Space Sunday: drills, telescopes, pictures and doubts

In March I reported that NASA’s Mars Science Laboratory rover Curiosity had taken an important step in recovering its ability to drill into Martian rocks to collect samples. Now it looks like drilling operations could be resuming.

Use of the sample-gathering drill was suspended in December 2016, after problems were encountered with the drill feed mechanism – the motor used to extend the drill head between two “contact posts” designed to steady the rover’s turret during drilling operations. In particular, there was concern that continued use of the drill feed mechanism would see it fail completely, ending the use of the drill.

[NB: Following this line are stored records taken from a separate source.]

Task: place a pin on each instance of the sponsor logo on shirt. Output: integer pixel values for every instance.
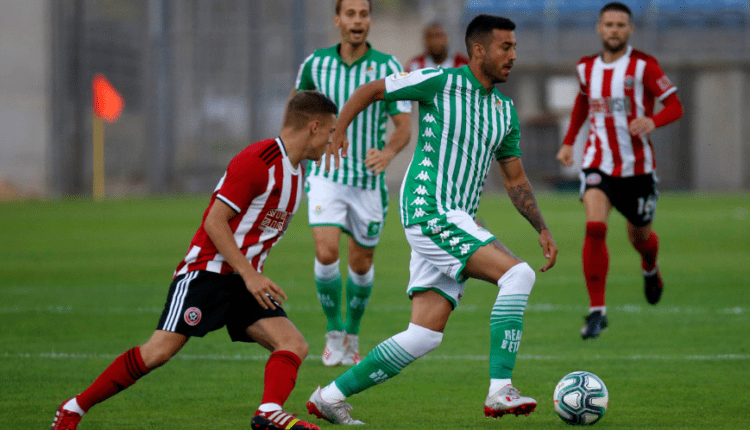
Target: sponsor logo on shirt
(610, 105)
(629, 81)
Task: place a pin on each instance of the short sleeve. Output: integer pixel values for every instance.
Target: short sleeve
(509, 146)
(656, 82)
(420, 85)
(397, 106)
(245, 178)
(304, 76)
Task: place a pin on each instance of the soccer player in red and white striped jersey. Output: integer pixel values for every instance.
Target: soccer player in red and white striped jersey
(619, 87)
(436, 51)
(219, 283)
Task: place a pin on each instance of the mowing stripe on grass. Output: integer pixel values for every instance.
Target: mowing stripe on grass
(262, 357)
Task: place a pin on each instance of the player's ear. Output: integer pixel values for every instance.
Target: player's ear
(478, 50)
(313, 126)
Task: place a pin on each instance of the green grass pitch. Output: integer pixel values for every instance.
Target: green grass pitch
(80, 283)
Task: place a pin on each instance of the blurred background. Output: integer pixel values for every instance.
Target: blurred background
(202, 79)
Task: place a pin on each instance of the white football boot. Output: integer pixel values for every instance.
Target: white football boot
(335, 349)
(351, 356)
(508, 400)
(336, 413)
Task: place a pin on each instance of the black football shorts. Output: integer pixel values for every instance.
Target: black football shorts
(200, 302)
(634, 197)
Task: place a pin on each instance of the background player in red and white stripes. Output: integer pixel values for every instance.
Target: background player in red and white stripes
(619, 87)
(219, 283)
(436, 51)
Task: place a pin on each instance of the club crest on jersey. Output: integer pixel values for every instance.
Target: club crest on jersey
(629, 81)
(593, 179)
(275, 219)
(664, 83)
(192, 316)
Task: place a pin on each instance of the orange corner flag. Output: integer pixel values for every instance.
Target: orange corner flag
(108, 103)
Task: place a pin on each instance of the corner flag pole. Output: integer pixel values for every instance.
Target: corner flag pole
(98, 157)
(107, 106)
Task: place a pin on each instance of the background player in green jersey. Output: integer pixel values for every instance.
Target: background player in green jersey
(353, 197)
(464, 123)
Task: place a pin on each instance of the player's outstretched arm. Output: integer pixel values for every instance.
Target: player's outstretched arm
(377, 160)
(217, 227)
(671, 112)
(520, 193)
(577, 118)
(362, 97)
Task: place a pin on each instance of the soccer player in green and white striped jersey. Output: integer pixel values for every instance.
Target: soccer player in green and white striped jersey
(353, 197)
(465, 123)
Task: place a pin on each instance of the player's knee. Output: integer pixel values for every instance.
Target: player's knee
(156, 357)
(519, 279)
(526, 274)
(295, 343)
(326, 255)
(596, 230)
(418, 341)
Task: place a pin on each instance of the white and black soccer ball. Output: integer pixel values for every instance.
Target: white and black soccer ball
(581, 398)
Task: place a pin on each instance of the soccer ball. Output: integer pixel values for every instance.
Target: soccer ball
(580, 398)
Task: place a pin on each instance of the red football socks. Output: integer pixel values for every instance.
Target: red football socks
(595, 261)
(280, 377)
(122, 373)
(648, 250)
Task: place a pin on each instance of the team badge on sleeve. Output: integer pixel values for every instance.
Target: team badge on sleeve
(193, 316)
(593, 179)
(664, 83)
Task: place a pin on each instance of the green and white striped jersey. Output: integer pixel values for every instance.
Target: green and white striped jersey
(324, 71)
(461, 128)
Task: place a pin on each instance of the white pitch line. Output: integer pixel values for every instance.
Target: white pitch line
(534, 307)
(261, 357)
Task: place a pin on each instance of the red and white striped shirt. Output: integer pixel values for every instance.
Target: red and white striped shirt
(618, 93)
(426, 61)
(264, 189)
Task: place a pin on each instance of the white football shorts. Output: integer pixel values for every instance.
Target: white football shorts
(439, 251)
(360, 213)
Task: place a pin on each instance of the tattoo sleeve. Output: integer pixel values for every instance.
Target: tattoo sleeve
(525, 202)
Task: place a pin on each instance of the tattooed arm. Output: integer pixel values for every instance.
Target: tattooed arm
(520, 193)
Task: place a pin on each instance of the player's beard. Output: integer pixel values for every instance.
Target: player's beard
(493, 71)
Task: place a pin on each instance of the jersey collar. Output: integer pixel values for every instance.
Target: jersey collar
(624, 58)
(474, 81)
(364, 57)
(285, 156)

Since then, engineers have been trying to develop a means of using the drill without and reliance on the drill feed mechanism, and at the end of February 2018, a new technique was tested. Called Feed Extended Drilling, or FED,  it keeps the drill bit and head extended, and uses the weight of the rover’s robot arm and turret to push the bit into a target rock. This is harder than it sounds,as it requires the weight of the rover’s arm to provide the necessary pressure to help push the drill bit into a rock – something it is not designed to do, and might actually break the drill bit or cause it to become stuck. However, the rover passed the February test with flying colours.

This success meant that engineers could focus on recovering the drill’s percussive action. This assists in both helping the drill cut into a rock and in breaking the contact area under the bit up into a fine powder that can be collected by the collection tube surrounding the bit.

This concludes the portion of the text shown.